2) The New Console Isn’t As Good As The Old One: Gamers know to never buy a console at launch. There are always hardware problems, the line-up of launch games is lackluster at best, and it will take several revisions of both the hardware and software before the manufacturers get it right. This has never more apparent than with the Nintendo 3DS, which saw a significant price break after a few months on the market, and is getting a joystick add-on peripheral after less than a year on the market. But Nintendo isn’t the only company that had launch problems; it took years for the Xbox 360 to end the “Red Ring Of Death” problem, and the PS3 was first released with a controller that didn’t even have Sony’s trademark Dualshock vibration feature. All of these troubles in the last generation have been worked out, but the next generation of Wii-U’s and Playstation Vitas will come with brand new set of problems at launch. The Xbox 360 in its seventh year on the market will be a better product than the Xbox 720 in its first year.

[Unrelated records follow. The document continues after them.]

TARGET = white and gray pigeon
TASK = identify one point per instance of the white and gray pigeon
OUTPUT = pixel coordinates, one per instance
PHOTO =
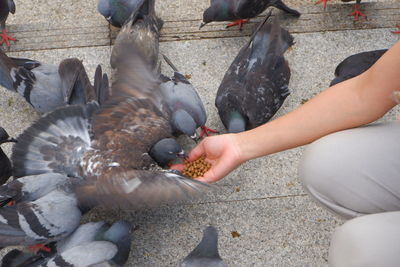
(206, 252)
(45, 86)
(256, 84)
(186, 107)
(113, 153)
(94, 243)
(6, 7)
(40, 221)
(140, 31)
(117, 12)
(5, 164)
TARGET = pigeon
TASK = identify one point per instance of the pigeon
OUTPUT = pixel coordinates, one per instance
(40, 221)
(91, 243)
(5, 164)
(117, 12)
(6, 7)
(206, 252)
(240, 10)
(356, 64)
(30, 188)
(256, 84)
(114, 155)
(186, 107)
(45, 86)
(143, 30)
(356, 13)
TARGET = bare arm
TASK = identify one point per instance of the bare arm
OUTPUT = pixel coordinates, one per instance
(352, 103)
(349, 104)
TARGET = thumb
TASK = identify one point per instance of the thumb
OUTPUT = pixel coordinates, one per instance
(197, 152)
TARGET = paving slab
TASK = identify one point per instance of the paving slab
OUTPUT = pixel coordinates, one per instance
(312, 60)
(263, 199)
(273, 232)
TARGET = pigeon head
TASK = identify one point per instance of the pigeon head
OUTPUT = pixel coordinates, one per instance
(120, 234)
(183, 122)
(3, 135)
(103, 6)
(165, 151)
(236, 123)
(217, 12)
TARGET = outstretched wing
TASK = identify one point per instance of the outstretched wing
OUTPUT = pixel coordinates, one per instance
(139, 188)
(135, 116)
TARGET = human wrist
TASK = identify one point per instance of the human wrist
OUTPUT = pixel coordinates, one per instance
(243, 145)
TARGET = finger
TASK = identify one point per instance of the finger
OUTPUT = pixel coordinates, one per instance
(197, 152)
(208, 177)
(178, 167)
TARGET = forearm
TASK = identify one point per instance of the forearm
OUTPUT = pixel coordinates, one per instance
(352, 103)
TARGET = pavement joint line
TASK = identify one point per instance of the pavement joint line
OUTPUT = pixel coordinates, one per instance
(248, 199)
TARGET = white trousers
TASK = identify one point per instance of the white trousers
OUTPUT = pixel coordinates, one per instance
(353, 173)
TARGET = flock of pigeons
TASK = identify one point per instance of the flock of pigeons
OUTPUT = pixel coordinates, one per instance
(101, 145)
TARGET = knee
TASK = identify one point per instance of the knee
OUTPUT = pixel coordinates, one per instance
(324, 170)
(365, 241)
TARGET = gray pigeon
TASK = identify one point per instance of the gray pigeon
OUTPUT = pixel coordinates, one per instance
(256, 84)
(6, 7)
(45, 86)
(356, 64)
(117, 12)
(240, 10)
(206, 252)
(40, 221)
(89, 244)
(187, 109)
(142, 31)
(111, 154)
(30, 188)
(5, 164)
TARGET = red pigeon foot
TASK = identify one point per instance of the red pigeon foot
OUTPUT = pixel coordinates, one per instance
(239, 22)
(356, 13)
(206, 131)
(11, 203)
(322, 1)
(397, 32)
(6, 38)
(39, 247)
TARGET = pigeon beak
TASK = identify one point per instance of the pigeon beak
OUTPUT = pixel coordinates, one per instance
(181, 154)
(11, 140)
(194, 137)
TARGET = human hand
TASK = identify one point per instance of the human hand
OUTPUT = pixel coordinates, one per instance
(222, 151)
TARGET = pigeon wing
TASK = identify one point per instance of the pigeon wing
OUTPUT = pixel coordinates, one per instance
(139, 188)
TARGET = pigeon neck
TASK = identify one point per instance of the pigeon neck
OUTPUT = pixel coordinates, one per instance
(236, 122)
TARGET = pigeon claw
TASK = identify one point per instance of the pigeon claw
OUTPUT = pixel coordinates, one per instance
(239, 22)
(322, 1)
(357, 13)
(11, 203)
(39, 247)
(206, 131)
(6, 38)
(397, 32)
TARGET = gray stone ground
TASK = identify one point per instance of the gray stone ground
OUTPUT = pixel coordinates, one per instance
(279, 225)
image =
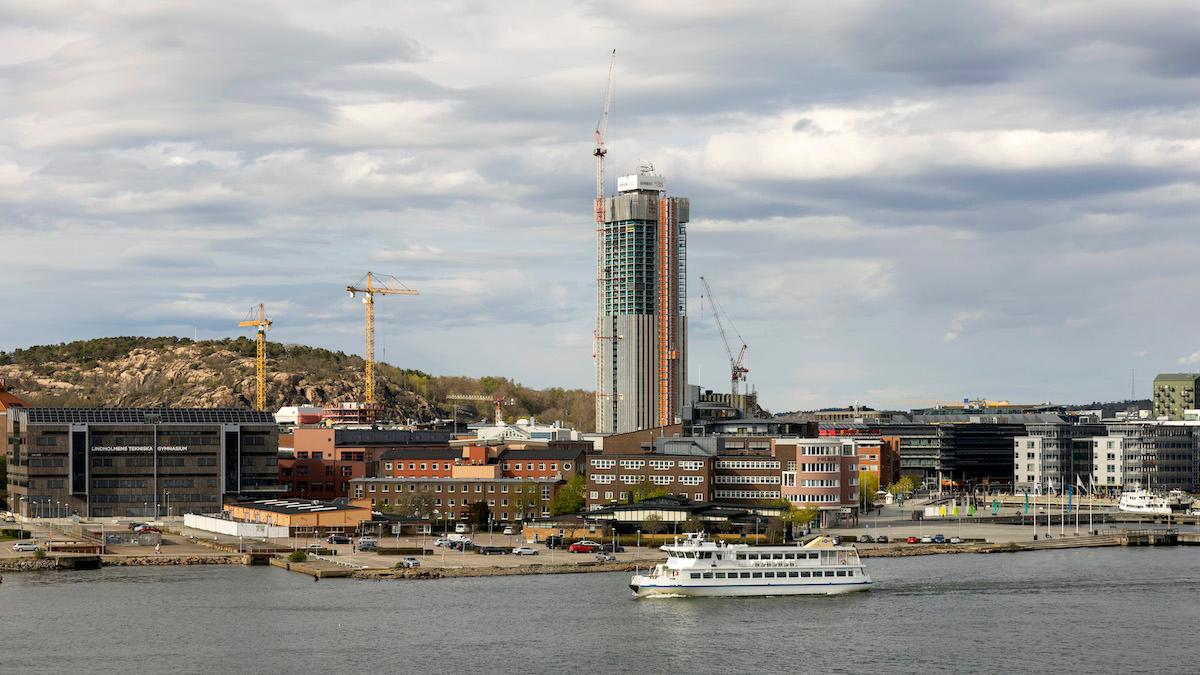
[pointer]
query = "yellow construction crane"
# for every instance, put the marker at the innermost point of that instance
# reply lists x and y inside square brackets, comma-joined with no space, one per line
[263,324]
[370,286]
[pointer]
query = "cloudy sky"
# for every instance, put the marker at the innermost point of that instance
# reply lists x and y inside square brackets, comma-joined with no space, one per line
[897,203]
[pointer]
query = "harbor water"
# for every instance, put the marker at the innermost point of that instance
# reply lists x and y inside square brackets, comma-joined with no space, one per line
[1091,610]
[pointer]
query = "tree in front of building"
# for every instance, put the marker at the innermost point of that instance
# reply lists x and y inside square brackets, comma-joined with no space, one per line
[479,514]
[905,485]
[653,525]
[643,491]
[868,484]
[569,499]
[526,500]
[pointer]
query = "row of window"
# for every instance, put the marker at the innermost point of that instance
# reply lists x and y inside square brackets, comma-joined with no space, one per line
[772,574]
[745,464]
[745,494]
[743,479]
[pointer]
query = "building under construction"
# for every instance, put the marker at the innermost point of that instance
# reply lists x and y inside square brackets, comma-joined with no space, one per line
[641,305]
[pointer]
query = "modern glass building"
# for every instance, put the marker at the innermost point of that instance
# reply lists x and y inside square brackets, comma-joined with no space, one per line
[641,305]
[143,463]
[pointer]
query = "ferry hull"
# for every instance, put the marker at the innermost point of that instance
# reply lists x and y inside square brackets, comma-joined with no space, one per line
[646,587]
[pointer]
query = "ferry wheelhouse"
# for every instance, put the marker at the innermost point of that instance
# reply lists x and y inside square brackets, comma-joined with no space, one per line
[696,566]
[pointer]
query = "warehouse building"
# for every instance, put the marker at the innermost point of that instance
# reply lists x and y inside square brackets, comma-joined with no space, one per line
[143,463]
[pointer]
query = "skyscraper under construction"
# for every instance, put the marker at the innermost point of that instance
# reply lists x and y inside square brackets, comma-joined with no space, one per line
[641,305]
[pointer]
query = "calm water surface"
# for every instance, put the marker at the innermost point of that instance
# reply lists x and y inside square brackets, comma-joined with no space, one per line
[1102,610]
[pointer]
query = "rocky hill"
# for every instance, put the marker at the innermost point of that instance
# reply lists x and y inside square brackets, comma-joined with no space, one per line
[181,372]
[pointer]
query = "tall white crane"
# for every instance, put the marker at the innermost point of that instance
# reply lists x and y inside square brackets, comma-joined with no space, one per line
[737,369]
[601,272]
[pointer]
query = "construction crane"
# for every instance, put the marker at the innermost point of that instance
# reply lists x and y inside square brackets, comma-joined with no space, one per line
[737,370]
[263,324]
[601,270]
[370,286]
[498,400]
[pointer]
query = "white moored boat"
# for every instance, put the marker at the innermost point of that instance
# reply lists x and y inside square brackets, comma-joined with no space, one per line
[1141,501]
[696,566]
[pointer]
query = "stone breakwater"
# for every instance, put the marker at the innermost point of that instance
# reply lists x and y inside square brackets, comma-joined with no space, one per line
[461,572]
[52,562]
[151,561]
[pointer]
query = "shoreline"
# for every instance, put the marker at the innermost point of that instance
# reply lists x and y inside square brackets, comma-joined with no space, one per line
[16,565]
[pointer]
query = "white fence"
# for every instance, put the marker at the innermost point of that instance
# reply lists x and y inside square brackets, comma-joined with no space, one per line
[234,527]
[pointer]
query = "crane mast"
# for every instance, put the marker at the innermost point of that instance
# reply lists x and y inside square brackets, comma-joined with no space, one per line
[263,324]
[599,335]
[375,285]
[737,370]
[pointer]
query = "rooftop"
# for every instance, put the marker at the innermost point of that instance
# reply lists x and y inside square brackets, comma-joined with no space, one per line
[147,416]
[297,506]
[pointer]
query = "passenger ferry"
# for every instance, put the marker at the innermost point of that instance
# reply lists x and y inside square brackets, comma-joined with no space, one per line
[1141,501]
[697,566]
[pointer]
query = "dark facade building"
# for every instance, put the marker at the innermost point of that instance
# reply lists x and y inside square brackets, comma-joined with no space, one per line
[143,463]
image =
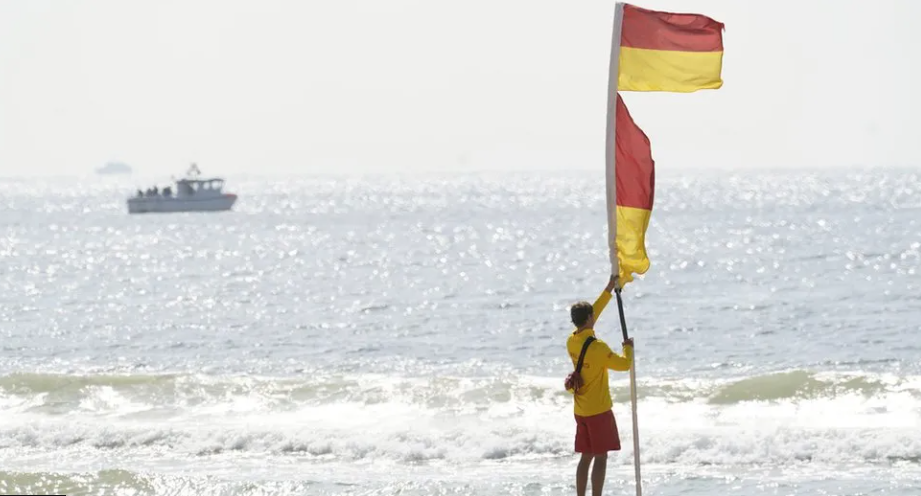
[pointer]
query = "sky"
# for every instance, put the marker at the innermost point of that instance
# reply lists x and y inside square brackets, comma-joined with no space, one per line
[420,85]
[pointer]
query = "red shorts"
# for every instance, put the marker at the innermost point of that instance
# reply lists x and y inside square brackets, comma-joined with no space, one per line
[597,434]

3) Pre-Order Bonuses Aren’t Worth It: In order to temp buyers into paying those launch prices for games, most retail chains now offer exclusive pre-order bonuses. Buy the game from a particular store and you’ll get a unique weapon to use in the game. Pay for it before it even comes out, and you’ll get yet more free goodies! It sounds like a great deal, but the bonus items are essentially costing the buyer 20 or more dollars. Is having a special gun from a pre-order worth the amount of money that would be saved by buying the game two months later? Probably not, especially since the people who make the game have spent plenty of time trying to find the perfect balance of difficulty, and wouldn’t want to give away anything that unbalances the gameplay.
4) There Will Be A GOTY: The hot new game just keeps getting better as three or four packs of Downloadable Content are released in the months that follow. Costing a mere 10-15 dollars each, these DLC morsels are highly tempting impulse buys. Yet all of these DLC packs, plus the original game will be compiled in a Game Of The Year Edition. This GOTY Edition, or “Ultimate Edition” will be carefully priced at the exact amount of all the DLC put together. It will also include all of the pre-order bonuses, making the pre-orders even less appealing. That modicum of patience mentioned above can go even further with games from genres that typically have loads of DLC. Shooters and any title that boasts of “Open World” gameplay fall into this category. GOTY Editions have been appearing earlier and earlier, with the L.A. Noire “Complete Edition” appearing on PC less than six months after launch.
5) Most Games Are Terrible: The one painful secret that impulse buyers, casual gamers and gift-giving grandmothers will never catch on to is the fact that any particular game is most likely awful. Game developers make tons of great games every year, but for every Skyrim, there are dozens of shameless rip offs, movie adaptations, and unnecessary sequels. These are bought by the unwary, the excessively-optimistic, and well intended relatives who just know that their niece “Likes Barbie and has a Nintendo”. There are also mountains of casual, cheap games that are marketed at uninformed consumers who play Whateverville simply because they don’t realize the caliber of game available to them if only they weren’t intimidated by the number of buttons an a Dualshock controller.
If game buyers exhibited a bit more patience, and if the public were slightly more informed about the patterns game publishers have demonstrated in the past, the industry would be in serious trouble.